Violeta era en extremo impaciente y echaba todo a perder. Después de una velada maravillosa, quería otra y otra. El amante, in extremis acorralado, huía a todo huir. Y vuelta a empezar. Como quien teje la gigantesca colcha del amor, noche tras noche y un ratón roe, desde la otra esquina, hora tras hora. Una lucha estéril. "Si pudiera aquietar esta ansiedad --se decía Violeta para sí-- él se relajaría y yo también". Pero Violeta era en extremo insatisfecha. Nunca era suficiente para ella cuando se la llevaban los demonios de Cupido ¿Quién podría aguantar tanta intensidad? Le cuestionaban sus amigos. "Debes de calmarte, Violeta, el amor no se puede precipitar, ni provocar y tú buscas imposibles, chica. Eres demasiado idealista".

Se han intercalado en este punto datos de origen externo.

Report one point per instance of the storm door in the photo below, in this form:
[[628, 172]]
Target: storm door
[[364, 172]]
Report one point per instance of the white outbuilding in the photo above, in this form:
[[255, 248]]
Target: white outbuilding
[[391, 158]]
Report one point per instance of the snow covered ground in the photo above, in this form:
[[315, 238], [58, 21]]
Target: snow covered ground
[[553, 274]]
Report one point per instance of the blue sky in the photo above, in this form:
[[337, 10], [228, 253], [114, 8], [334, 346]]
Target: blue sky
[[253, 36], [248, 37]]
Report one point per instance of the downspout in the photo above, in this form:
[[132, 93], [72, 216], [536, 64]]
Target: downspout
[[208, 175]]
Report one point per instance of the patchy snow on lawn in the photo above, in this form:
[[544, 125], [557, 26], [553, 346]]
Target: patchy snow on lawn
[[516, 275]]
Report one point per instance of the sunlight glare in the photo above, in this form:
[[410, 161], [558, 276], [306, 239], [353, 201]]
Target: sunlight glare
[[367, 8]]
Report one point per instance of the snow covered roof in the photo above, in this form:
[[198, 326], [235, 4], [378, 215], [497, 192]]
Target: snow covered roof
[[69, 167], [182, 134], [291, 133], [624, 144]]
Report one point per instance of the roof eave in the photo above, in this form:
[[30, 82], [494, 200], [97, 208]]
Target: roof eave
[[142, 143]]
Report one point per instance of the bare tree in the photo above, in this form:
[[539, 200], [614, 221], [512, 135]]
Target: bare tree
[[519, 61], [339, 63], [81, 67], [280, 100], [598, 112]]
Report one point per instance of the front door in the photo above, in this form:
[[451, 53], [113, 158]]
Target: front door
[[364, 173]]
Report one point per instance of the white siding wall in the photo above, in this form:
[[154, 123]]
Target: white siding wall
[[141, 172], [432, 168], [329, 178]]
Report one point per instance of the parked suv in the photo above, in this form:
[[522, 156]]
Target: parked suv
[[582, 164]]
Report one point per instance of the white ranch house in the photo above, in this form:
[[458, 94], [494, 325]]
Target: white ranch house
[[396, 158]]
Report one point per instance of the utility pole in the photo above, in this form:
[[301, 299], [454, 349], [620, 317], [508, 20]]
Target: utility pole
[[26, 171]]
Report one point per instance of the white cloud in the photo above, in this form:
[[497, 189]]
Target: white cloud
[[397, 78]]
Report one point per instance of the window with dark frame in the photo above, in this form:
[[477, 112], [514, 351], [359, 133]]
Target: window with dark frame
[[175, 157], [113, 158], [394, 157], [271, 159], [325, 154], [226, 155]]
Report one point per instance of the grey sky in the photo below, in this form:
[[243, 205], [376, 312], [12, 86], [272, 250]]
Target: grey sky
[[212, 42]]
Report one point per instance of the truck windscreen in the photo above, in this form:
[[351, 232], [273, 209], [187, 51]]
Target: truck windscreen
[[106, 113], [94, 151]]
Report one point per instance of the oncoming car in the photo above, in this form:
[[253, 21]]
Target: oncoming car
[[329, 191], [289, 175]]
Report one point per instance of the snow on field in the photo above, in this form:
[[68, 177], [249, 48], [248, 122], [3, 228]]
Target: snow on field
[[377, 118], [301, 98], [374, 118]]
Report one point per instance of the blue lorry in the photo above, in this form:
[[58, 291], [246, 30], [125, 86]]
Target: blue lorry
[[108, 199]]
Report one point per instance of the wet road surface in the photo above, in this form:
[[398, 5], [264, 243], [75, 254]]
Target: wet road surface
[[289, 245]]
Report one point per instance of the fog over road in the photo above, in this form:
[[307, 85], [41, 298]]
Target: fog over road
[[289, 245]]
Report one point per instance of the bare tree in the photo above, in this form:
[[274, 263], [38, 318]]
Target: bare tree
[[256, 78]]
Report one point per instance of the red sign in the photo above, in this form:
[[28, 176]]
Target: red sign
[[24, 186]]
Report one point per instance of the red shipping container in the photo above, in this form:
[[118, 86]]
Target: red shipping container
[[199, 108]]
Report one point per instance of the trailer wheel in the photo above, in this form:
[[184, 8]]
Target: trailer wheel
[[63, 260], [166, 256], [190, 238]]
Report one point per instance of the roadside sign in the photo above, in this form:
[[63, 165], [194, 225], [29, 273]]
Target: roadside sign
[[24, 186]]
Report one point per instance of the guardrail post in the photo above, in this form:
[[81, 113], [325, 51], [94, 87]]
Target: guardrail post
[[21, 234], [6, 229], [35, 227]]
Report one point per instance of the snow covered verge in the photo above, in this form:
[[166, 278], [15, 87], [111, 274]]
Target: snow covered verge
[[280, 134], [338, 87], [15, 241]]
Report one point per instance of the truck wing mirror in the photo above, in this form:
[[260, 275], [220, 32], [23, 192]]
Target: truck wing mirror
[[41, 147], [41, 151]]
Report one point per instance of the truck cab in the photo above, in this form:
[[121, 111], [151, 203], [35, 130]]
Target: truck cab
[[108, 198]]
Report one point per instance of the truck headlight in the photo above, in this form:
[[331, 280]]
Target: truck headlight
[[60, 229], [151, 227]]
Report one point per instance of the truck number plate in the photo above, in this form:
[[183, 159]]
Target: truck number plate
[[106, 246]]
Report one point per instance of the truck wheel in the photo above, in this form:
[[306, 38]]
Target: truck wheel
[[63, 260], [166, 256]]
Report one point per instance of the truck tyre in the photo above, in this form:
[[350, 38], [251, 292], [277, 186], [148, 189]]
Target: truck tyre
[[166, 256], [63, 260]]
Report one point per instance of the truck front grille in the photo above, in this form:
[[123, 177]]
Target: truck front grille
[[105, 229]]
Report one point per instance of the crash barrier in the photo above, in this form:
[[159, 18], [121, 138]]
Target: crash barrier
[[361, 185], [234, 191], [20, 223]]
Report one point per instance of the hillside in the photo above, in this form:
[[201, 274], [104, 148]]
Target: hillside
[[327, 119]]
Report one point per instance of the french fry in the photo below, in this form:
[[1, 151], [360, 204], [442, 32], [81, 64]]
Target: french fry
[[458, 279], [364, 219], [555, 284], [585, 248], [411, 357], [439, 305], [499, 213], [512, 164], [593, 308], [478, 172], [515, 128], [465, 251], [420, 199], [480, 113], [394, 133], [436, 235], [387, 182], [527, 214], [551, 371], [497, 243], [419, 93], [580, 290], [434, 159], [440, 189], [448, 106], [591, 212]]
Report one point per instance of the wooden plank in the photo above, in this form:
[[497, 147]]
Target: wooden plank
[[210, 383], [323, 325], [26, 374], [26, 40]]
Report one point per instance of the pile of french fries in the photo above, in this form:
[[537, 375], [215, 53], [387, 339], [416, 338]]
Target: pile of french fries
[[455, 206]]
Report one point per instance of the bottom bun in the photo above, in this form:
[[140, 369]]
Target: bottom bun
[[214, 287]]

Violeta decició cambiar el rumbo de su vida. Se propuso con voluntad de hierro calmarse, dejar de perseguir al enamorado, dejarle manga ancha, cuerda larga, no atosigarle con sus requerimientos. Y dio resultado. En pocas semanas, su amor, su loco amor, se arrodilló ante Violeta con un anillo de compromiso, pero tanto había ahogado nuestra protagonista sus sentimientos, que se dio cuenta de que ya no sentía nada.
Es que ahora, ahora ya no te quiero, querido y loco amor.
¿Acepto tu anillo y te miento?
Un narrador consciente y sensato les contaría el final de esta historia. Pero, ésta que les escribe prefiere los finales abiertos, aunque disguste a editores de marca pública y no sea la elegida entre los autores de su comunidad. Lástima. Cuando venga el hado, las mieles del reconocimiento, la narradora, al igual que Violeta, dirá a los editores. Pues no, ea, ya me da igual ocho que ochenta. No saltaré de alegría por un libro en el mercado. Y colorín, colorado, esta historia, ahora sí que se ha acabado.